Smash the Closet! October 11, 2015
This was the day I came out, at Cafe Lafitte in Exile in New Orleans, Louisiana.
This was the day I came out, at Cafe Lafitte in Exile in New Orleans, Louisiana.

It took me ten years to come out. Between the time I sat, crying, in an Italian restaurant at the age of 17, telling my family I thought I might be gay, and the night in New Orleans when I finally accepted myself as a gay man, a decade passed.

I think sometimes about all the things I missed in that decade. I missed having a boyfriend as an adolescent. The exploration of sex and romance which most teens go through while they’re in high school, I did in my late 20s. I missed fully embracing my emerging sexuality at precisely the time many would have considered me most attractive – my twink phase was over before I even got to enjoy it. I missed being an active and open participant in the struggle for LGBTQ acceptance at my high school and university because, trapped in the closet, I could only be an “ally”. I missed the opportunity to know myself as a gay teen – I would have been a great gay kid, a little firecracker of activism and positivity, and I never got to see that.

I regret that. I mourn the little gay kid I could have been, who I never got to know.

But my ten years in the closet are part of my story now. They are part of what made me who I am. Although sometimes I wonder about the escapades an out, proud, 19 year old me would have got into on the campus of Cambridge University (I went to a college colloquially known as “Homotown”, for god’s sake!), I know that it’s easy to imagine that the past would be amazing without realizing it could have been atrocious.
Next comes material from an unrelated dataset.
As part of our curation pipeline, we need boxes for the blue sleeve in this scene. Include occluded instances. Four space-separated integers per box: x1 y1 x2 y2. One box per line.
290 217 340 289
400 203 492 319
Coming out as an adult has its advantages: at 27 I had the financial means, knowledge, and just enough wisdom to make it a completely joyous experience. The stories many of my friends tell, of teenage years destroyed by bullying, or spending their early years in the LGBTQ community running a gauntlet of people wanting to take advantage of them, remind me that sometimes coming out early isn’t all roses. There are challenges whatever route you take, and while I have regrets, I don’t have many scars. My coming out, once I got around to it, was fun, a celebration of love and lust and community. I loved it.
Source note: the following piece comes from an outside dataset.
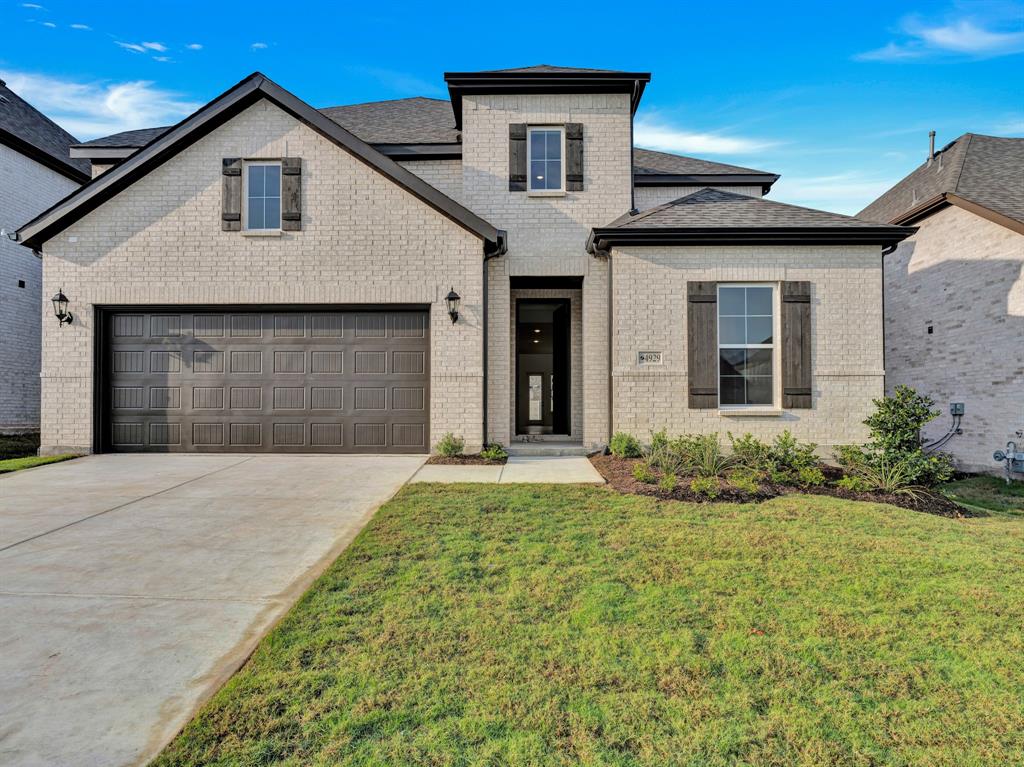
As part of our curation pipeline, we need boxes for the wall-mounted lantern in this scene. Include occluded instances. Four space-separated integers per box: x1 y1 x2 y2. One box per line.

That’s partly why I encourage others to come out. Coming out is a powerful political act, to be sure – I believe, as did Harvey Milk, that coming out is a political responsibility. It’s a responsibility which may clash with others, including responsibilities to ourselves – we may have many good reasons for choosing not to come out – but it is a responsibility nonetheless. When we choose not to come out, as I did, we are choosing not to exercise a power which can change the lives of others, and the world, for the better. But more than this, coming out can be a powerful act of self-love which can radically alter our psychology. I cannot stress what an enormous emotional burden was lifted from me once I accepted myself, and started to tell people I am gay. I felt like it unlocked reserves of mental energy I never knew I had, and for two years after coming out I was as happy as I’ve ever been.

One of the greatest joys of my life has been to hear, more than once, that my speaking and activism has encouraged young people to come out to their friends and families. Whenever I hear that, I cry. Coming out is a beautiful act, a powerful expression of love for yourself and for humanity. By coming out, each of us makes it just a little bit easier for other people to be who they want to be. By confronting our fears, we help others face down theirs. The idea of “coming out” is a gift from the queer community to the world, an encouragement to everybody, queer or not, to root out shame and self-disgust, and find peace with who we are.

So, whatever closet you’re living in, I encourage you to come out today. Be yourself. Be happy with yourself. Smash the closet doors. Come out.